Traditional economists, meanwhile, are not exactly eager to hand over the keys to the policymaking machine. Andrew Caplin, an economist at New York University whose work frequently dips into psychology, acknowledges that an overreliance on the neoclassical economic assumption that humans are rational actors can lead to “dopey mistakes.” But he simply doesn’t think psychologists are ready to take on a leading policymaking role. “They can’t do it,” he says. “They’re not systematic enough as thinkers.
“It’s not that they’re wrong,” he adds. “It’s that they’re hubristic at this point, and they’ve entered areas that they clearly don’t understand, such as long-run policies on housing, on assets, and on liabilities of households.”

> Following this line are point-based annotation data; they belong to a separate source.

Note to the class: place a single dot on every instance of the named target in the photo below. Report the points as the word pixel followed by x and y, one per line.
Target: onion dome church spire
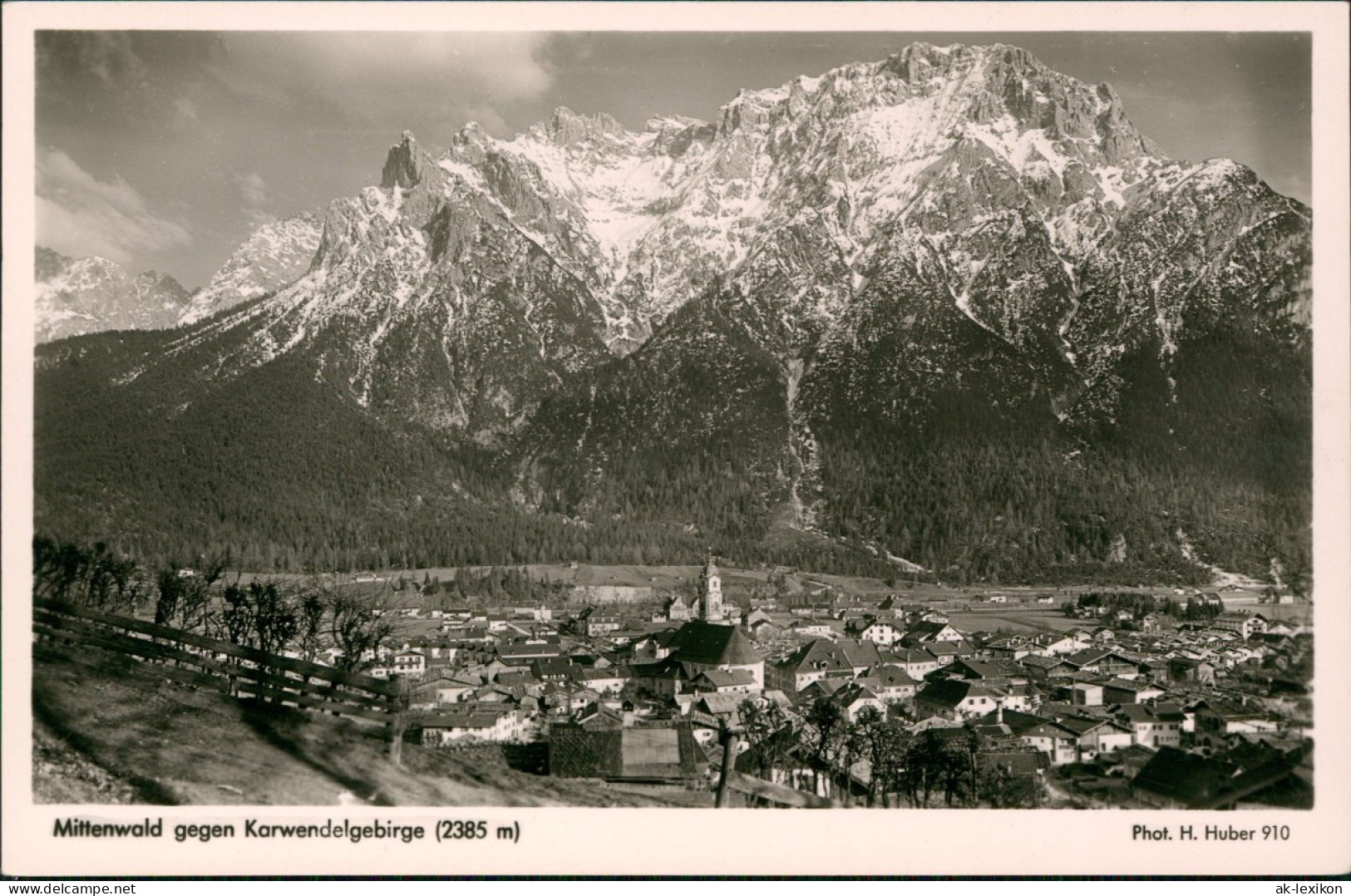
pixel 709 592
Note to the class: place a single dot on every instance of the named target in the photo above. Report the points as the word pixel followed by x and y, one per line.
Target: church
pixel 711 642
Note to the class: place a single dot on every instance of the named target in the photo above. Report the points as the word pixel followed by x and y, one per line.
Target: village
pixel 890 701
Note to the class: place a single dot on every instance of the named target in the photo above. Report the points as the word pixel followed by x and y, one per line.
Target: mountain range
pixel 946 314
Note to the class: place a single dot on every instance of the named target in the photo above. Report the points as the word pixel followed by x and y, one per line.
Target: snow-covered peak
pixel 274 256
pixel 93 293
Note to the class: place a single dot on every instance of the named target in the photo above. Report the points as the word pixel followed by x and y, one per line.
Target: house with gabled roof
pixel 915 661
pixel 1154 726
pixel 854 697
pixel 1058 742
pixel 954 699
pixel 811 662
pixel 1102 661
pixel 1240 623
pixel 988 669
pixel 890 682
pixel 875 630
pixel 1177 780
pixel 944 652
pixel 923 633
pixel 737 682
pixel 1127 691
pixel 704 645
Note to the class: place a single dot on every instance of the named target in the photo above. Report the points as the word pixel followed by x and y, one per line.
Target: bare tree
pixel 358 626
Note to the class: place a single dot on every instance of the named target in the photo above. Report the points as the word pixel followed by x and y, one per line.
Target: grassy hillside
pixel 108 730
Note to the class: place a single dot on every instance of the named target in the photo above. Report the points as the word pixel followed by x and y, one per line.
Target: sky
pixel 166 149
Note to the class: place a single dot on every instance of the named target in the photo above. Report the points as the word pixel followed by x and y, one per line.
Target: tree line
pixel 303 617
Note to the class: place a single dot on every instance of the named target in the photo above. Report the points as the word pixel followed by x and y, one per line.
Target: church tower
pixel 709 592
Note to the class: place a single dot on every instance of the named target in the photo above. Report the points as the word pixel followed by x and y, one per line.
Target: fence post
pixel 400 725
pixel 728 736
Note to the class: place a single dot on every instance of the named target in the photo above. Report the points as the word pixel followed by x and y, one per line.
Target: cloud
pixel 81 215
pixel 106 57
pixel 184 112
pixel 378 76
pixel 255 194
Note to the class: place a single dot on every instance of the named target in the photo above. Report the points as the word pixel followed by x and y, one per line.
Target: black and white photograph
pixel 897 421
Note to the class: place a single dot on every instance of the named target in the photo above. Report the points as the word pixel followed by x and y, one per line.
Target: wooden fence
pixel 242 672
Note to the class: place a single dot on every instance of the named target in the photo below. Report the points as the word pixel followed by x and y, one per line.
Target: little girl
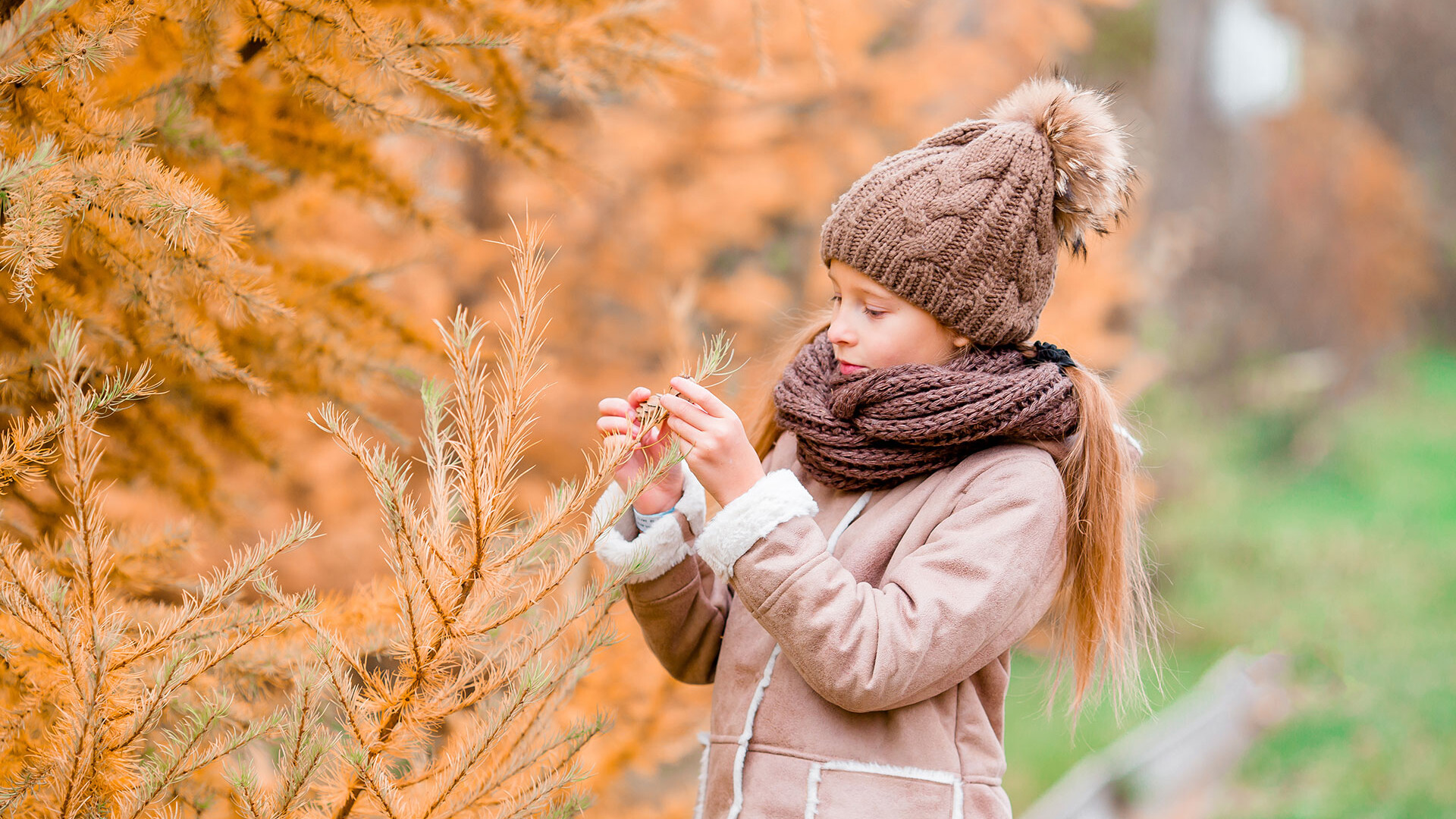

For his part, Shafir displays little of the hubris his discipline has been accused of, and he is just as forthright as Caplin about the current limits on the behavioral revolution in Washington. Psychologists “are not typically trained to think in terms of macro phenomena, and equilibria, and other issues that economists do well, and that are important for policy,” he writes in an email. “Psychology cannot and should not replace them. The ultimate victory would be policymaking deeply informed by both disciplines, and possibly others as well.” Given how entrenched economists are in Washington, even that victory will probably require more than a nudge.